The idea of value is often thrown around regarding the draft and, specifically, the cost of trading up or down. A few years back, I read an interesting article by Dan Pompei regarding how compensatory selections allow a team to have what amounts to more "bargaining chips" to use on draft day. A link to the article is available after the jump.Read this. While dated (Dan Pompei, now of the Chicago Tribune, originally wrote this for the Sporting News in the March 12, 2007 issue).
Something hardly ANYONE knows; a one Tom Brady was a compensatory pick.
Obviously very few picks that late work out like that. However, the bottom-line is that these extra-selections allow you to use your other picks more aggressively.
The commonly understood "discount rate" on selections is "a selection in X-round this year is X-1 in the subsequent year." In other words, a 3rd in 2012 becomes a 2nd-round selection in 2013, etc. As such, a 6th-round pick this year becomes a 5th in 2013...that 5th can then become a 4th in 2014, etc. Next thing you know, with this pattern repeating, that 6th round selection in 2012 is a 1st-round selection in 2017.
If this doesn't mean anything to you because of the length of time, I'll ask you this:
In 2006, the Browns sixth-round selection was Lawrence Vickers with their pick and, via a pick acquired from Baltimore, Babatunde Oshinowo. Now, obviously my long-term focused look costs us one of the all-time greatest fullbacks ever but, despite that, I'd rather have another top 32 pick this year.

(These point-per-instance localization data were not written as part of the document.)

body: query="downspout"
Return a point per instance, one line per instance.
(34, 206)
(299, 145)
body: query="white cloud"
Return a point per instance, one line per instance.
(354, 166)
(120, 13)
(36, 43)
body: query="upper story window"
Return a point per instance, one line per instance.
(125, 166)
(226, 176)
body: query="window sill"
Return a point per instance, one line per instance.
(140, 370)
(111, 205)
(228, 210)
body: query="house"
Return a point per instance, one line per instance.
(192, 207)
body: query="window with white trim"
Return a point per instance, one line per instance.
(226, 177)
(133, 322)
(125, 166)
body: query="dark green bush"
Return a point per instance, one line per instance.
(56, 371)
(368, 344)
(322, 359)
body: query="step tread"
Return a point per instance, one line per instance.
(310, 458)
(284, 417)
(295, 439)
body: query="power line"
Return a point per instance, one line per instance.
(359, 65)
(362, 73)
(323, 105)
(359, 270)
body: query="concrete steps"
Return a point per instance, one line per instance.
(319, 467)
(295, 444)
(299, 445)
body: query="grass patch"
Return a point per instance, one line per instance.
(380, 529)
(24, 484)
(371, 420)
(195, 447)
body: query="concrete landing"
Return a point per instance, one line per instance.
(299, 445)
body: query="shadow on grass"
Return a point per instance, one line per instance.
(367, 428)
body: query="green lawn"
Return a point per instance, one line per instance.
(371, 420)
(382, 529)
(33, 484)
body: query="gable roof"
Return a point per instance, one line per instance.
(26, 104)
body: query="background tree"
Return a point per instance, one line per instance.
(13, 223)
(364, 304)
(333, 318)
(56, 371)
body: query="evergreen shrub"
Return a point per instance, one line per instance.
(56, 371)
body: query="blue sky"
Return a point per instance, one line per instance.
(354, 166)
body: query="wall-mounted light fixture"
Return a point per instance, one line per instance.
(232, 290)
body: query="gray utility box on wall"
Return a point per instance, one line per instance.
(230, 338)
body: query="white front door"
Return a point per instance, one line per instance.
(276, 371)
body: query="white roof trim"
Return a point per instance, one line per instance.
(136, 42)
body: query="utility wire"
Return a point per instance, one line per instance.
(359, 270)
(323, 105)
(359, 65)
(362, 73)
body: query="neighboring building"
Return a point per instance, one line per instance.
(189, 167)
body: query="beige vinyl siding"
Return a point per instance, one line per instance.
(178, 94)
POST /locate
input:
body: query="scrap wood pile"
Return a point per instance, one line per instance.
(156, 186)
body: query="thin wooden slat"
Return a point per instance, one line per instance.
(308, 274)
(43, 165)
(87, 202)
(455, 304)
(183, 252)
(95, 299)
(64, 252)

And maybe that pick could have been offered to the Rams for a certain trade that didn't occur; just sayin'.
In general, the idea of compensatory selections is I think very valuable as it relates to certain positions. Rufio recently posted the DBN Big Board and defined value in terms of position as well, stating " How rare are good players at a given position?"
This concept has been readily applied to running backs in the last few years as the key operant word for them in terms of value is "fungible" (i.e. good young backs are replaceable at a lower cost and give comparable, if not better, performance than the veteran backs they often replace). As such, one can view letting certain other "fungible" position players go (e.g. a second-string tight end, a fullback, most 4-3 outside linebackers, etc.) in an off-season and, potentially, receive draft choice compensation for them that or the following off-season. Not only can such positions be replaced at a lower-cost with potentially increased performance, a team can also gain further "tokens" to exchange for other players.